One last remark that might be made here is that log-log and log-linear plots have "no bottom", since equal steps in the "vertical" direction represent equal factors in $ \ y \ , \ $ so $ \ y = 0 \ $ is transformed to "negative infinity".
[As a historical remark on the "wonderful age in which we live", for quite a long time, one had to purchase specially printed "graph-paper" with "log-log" and "log-linear" grids for these purposes. Once personal computers with graphing utilities became widely available in the 1990's, the market for such items largely evaporated. Not long after that, online graphers also appeared, so it has been quite easy for some while now to make such plots.]
Best Answer
In fact, you have the change of variables : $$\begin{cases} X=\log_{10}(x) \quad;\quad x=10^X \\ Y=\log_{10}(y) \quad;\quad y=10^Y \end{cases}$$ In the new system of axes $(X,Y)$ the equation becomes : $$Y=\log_{10}(m\:10^X+c)$$
FIRST : For $x\to 0$
$X\to -\infty\quad;\quad m10^X\to 0 \quad;\quad Y\to\log_{10}(c)$
$$\text{Horizontal asymptote :}\quad Y=\log_{10}(c)\quad\text{in blue on the figure.}$$
Thus this straight line is related to the constant part of the linear function.

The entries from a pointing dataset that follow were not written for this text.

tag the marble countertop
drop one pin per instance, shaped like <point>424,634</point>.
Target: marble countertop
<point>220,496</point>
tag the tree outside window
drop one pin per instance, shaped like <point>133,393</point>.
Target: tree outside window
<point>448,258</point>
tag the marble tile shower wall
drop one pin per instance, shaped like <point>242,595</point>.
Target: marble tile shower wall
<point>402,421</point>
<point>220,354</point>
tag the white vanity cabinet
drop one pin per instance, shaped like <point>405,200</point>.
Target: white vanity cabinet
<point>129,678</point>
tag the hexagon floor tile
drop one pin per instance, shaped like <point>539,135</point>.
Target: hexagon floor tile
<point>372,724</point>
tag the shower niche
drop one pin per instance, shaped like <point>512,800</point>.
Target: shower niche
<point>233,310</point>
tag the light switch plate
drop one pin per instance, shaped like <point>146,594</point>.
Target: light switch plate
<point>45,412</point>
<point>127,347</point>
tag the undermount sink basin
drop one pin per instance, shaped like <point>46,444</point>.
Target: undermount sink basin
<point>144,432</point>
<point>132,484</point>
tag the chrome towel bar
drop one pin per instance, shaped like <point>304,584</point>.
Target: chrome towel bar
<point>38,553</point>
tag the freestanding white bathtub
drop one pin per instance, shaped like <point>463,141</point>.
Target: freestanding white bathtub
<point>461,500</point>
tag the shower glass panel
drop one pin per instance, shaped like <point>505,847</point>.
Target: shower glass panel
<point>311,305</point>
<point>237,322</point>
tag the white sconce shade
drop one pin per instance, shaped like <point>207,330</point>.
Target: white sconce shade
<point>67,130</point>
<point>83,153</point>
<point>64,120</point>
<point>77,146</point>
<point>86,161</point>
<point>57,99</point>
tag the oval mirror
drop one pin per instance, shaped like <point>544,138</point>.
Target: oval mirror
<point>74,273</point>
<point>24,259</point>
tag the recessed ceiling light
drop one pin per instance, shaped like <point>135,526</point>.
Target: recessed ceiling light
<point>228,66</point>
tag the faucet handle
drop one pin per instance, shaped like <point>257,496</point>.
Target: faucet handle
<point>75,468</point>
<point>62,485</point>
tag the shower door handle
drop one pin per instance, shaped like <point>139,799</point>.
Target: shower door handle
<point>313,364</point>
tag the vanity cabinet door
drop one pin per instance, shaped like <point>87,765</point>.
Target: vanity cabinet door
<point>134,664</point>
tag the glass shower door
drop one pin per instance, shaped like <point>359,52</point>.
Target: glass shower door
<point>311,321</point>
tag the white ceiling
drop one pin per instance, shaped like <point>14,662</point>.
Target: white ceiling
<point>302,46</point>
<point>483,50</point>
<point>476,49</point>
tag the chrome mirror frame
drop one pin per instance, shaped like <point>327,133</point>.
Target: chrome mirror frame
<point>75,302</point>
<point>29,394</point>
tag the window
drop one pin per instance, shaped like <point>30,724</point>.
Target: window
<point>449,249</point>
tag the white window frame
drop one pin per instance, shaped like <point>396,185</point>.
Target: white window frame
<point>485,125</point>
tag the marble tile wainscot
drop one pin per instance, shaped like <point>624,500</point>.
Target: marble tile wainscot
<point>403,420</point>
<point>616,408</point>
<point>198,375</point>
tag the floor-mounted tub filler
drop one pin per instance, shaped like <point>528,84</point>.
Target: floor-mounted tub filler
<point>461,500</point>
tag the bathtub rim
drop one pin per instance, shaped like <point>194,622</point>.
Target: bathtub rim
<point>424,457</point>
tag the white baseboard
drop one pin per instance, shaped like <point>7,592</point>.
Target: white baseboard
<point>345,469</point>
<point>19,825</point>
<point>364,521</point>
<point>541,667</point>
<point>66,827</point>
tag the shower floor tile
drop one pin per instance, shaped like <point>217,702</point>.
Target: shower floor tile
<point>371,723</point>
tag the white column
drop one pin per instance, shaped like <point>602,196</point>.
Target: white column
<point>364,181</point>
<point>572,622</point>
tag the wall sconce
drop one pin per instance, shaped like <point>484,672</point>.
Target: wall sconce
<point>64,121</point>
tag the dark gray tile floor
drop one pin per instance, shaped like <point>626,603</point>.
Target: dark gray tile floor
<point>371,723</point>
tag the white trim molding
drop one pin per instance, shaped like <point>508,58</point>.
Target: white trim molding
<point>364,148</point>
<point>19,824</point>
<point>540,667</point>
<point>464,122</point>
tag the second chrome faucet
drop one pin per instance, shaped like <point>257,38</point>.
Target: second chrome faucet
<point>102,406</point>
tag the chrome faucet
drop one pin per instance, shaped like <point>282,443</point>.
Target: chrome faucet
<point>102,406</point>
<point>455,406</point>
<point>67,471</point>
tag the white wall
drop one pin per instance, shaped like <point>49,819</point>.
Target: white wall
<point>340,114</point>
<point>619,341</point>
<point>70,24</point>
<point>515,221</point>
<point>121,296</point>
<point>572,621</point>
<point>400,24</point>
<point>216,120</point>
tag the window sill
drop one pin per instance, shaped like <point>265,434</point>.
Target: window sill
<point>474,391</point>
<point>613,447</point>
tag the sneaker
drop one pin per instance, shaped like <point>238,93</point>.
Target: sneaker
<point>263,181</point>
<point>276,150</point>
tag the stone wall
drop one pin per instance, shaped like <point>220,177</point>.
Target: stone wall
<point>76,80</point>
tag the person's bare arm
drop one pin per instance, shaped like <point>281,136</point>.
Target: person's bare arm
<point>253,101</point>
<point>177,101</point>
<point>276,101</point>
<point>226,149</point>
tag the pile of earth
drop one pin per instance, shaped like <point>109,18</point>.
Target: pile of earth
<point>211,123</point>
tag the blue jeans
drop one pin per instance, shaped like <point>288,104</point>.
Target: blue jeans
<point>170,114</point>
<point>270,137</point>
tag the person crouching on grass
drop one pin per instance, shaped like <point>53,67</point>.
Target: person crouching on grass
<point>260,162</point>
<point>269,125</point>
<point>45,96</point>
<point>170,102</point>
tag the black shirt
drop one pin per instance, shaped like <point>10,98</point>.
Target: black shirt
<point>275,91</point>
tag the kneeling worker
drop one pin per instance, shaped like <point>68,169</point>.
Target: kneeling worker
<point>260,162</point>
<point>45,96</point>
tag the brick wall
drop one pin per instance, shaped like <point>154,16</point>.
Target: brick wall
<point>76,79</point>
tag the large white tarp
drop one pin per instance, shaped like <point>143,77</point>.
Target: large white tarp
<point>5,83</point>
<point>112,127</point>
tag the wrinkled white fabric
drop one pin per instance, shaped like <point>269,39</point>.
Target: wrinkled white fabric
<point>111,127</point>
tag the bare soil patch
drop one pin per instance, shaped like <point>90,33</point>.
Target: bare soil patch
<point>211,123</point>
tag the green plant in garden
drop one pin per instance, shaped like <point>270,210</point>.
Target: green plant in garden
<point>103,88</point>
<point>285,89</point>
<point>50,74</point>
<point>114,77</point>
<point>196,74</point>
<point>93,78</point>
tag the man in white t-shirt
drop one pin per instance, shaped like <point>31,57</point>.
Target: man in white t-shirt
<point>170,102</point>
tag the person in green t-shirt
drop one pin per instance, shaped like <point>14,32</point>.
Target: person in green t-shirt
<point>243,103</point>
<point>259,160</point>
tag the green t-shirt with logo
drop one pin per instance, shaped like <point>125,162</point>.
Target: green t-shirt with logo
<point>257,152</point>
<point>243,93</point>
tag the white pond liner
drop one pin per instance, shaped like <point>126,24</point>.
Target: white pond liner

SECOND : For $x\to +\infty \quad;\quad X\to+\infty$
$Y=\log_{10}(m\:10^X+c)=\log_{10}(m\:10^X)+\log_{10}(1+\frac{c}{m\:10^X})$
$Y=\log_{10}(m)+X+\log_{10}(1+\frac{c}{m\:10^X})$
$\frac{c}{m\:10^X}\to 0 \quad;\quad Y\simeq X+\log_{10}(m)$ $$\text{Inclined asymptote}\quad Y= X+\log_{10}(m)\quad\text{in green on the figure}$$ Thus this straight line is related to the slope of the linear function.